The analyst team, led by Justin Jenkins, expects Bakken Shale crude differentials to widen to around $8-10 below Brent if rail to the West Coast satisfies takeaway needs. However, a differential would widen to around $11-13 if the incremental clearing point is the East Coast.

“While DAPL has long been one of the most hot-button issues in midstream, a full shutdown of the pipeline has large ramifications for the sector,” Raymond James analysts said.

Another crude pipe that serves Bakken operators, Tesoro High Plains, also was ordered shut earlier this month. Although in operation for 67 years, the Bureau of Indian Affairs determined the pipeline was trespassing on Native American land in the Fort Berthold Reservation in North Dakota.

An initial right-of-way was struck with landowners in 1953, but a renegotiation in 2013 regarding the pipeline’s route was never completed. The ruling at that time found that operator Marathon Petroleum Corp. (MPC) was responsible for $187 million in damages to landowners.

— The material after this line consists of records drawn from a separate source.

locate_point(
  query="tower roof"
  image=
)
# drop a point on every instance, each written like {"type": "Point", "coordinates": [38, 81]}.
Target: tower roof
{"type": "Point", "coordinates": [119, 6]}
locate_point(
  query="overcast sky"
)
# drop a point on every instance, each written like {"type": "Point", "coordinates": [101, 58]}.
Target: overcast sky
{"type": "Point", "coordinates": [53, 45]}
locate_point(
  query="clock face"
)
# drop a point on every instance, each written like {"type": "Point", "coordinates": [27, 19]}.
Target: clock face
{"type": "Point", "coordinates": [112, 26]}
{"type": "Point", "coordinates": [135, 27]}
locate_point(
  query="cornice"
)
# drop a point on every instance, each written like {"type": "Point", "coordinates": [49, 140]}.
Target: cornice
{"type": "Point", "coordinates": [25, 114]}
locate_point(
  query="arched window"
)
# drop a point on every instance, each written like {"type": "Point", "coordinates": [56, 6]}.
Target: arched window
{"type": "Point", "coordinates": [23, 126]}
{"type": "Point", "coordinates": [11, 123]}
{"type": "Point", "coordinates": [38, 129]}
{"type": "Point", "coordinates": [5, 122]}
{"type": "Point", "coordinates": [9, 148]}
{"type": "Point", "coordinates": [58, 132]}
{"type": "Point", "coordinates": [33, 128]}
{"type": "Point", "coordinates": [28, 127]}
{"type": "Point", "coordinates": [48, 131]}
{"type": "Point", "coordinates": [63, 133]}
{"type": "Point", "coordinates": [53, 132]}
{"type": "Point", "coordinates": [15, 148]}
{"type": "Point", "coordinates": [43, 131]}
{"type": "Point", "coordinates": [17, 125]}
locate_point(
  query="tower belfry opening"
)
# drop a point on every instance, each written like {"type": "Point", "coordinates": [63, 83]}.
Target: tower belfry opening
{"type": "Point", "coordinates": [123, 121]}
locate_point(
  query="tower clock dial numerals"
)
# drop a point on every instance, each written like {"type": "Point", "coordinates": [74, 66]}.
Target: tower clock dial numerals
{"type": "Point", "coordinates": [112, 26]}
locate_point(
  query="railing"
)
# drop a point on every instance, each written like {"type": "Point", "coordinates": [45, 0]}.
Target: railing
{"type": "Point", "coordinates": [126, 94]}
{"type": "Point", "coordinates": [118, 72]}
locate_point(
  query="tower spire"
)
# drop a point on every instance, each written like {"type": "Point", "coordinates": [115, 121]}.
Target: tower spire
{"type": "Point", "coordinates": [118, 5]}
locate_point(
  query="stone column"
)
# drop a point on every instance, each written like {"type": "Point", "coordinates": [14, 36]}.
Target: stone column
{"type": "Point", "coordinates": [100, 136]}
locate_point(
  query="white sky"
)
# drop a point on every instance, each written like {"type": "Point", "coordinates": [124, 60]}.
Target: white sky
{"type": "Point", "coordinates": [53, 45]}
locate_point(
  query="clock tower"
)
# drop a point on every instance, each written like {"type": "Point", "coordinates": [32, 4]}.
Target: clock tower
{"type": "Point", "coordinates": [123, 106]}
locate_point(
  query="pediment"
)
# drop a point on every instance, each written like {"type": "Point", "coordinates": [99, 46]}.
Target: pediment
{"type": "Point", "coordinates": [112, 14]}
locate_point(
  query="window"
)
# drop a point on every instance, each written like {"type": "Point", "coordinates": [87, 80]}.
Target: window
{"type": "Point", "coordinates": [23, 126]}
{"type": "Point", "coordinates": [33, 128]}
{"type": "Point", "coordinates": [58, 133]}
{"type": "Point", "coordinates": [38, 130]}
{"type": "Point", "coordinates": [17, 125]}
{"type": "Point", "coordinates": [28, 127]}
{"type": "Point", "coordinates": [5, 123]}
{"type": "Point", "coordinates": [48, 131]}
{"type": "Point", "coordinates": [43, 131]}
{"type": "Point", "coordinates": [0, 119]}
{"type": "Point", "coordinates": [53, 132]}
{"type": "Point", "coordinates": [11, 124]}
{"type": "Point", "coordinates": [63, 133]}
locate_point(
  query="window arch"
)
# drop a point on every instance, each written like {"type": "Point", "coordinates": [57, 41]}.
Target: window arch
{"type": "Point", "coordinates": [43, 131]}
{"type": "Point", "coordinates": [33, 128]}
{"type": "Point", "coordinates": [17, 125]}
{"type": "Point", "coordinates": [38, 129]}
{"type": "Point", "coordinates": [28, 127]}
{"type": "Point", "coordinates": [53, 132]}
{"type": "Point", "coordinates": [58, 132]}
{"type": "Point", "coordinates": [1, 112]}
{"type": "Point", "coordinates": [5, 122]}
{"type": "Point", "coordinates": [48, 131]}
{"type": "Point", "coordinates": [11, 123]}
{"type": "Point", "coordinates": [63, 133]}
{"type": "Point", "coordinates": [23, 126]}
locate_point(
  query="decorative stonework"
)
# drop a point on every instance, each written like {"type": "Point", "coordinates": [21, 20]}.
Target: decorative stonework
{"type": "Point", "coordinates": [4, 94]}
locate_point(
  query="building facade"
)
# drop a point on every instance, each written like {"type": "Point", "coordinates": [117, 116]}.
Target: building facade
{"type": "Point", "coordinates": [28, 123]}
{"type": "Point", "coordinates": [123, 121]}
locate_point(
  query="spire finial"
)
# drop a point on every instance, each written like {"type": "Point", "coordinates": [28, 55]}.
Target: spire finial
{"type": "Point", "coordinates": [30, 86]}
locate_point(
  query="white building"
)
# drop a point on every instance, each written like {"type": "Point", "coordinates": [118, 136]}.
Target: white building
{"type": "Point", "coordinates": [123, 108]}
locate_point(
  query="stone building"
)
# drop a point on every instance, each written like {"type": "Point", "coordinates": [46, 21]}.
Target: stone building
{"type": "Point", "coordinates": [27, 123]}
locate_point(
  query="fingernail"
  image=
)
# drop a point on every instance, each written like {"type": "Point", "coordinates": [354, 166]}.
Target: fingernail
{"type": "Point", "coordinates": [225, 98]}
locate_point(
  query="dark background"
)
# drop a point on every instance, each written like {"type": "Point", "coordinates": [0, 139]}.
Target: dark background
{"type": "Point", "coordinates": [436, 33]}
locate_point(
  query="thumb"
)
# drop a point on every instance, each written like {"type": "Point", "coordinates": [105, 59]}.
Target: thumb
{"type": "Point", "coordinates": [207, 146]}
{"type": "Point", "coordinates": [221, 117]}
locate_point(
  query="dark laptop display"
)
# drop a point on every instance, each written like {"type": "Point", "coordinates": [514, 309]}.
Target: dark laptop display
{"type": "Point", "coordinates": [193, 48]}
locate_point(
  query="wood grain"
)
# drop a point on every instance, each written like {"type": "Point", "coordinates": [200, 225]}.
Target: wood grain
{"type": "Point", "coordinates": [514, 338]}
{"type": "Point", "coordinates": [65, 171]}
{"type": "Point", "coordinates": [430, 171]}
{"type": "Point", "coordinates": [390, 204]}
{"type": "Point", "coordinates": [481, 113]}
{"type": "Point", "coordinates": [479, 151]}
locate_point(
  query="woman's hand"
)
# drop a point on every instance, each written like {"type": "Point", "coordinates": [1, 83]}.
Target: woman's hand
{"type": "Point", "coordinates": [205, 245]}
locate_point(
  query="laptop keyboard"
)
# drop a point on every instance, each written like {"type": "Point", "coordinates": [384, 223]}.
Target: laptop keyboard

MPC spokesman Jamal Kheiry told NGI’s Shale Daily that the company recognizes indigenous groups as “partners who have a distinct relationship with the land, and we are committed to respecting the rights of the Mandan, Hidatsa and Arikara tribes members as we work with them to resolve this matter. Guided by our values of integrity, respect and collaboration, our hope is that we come to an agreement that benefits all parties.”

Tesoro flows crude to MPC’s 74,000 b/d Mandan refinery. According to Enverus, it did not appear to be running full, which means the interim shutdown may not have an impact on in-basin Bakken differentials.

Kinder Morgan has faced legal battles of its own.

Although it successfully brought online the highly anticipated Gulf Coast Express natural gas pipeline in September 2019, the midstreamer’s second planned conduit out of the Permian Basin — Permian Highway — has been met with strong opposition from landowners in the iconic Texas Hill Country, through which the pipeline would traverse. Interest in a third pipeline has fizzled.

“The permitting/legal/court process has been very disruptive to the broader sector’s growth and outlook and will remain so for the foreseeable future,” Raymond James analysts said.

Dominion Energy Inc. and Duke Energy Corp. cited the “unacceptable layer of uncertainty and anticipated delays” for the Atlantic Coast pipeline (ACP) when they bowed out of developing the project.

Meanwhile, the U.S. Supreme Court earlier this month reinstated the use of Nationwide Permit 12 for oil and gas pipelines, but not for the U.S. leg of the Keystone XL oil pipeline at the center of the debate. Refusal to restore the Keystone XL permit may delay most of the pipeline’s U.S. construction until 2021.

“DAPL/Keystone XL/ACP — this newsflow collectively has increased concerns that large-scale new midstream project development will be materially limited by legal and regulatory challenges,” Morgan Stanley analysts said.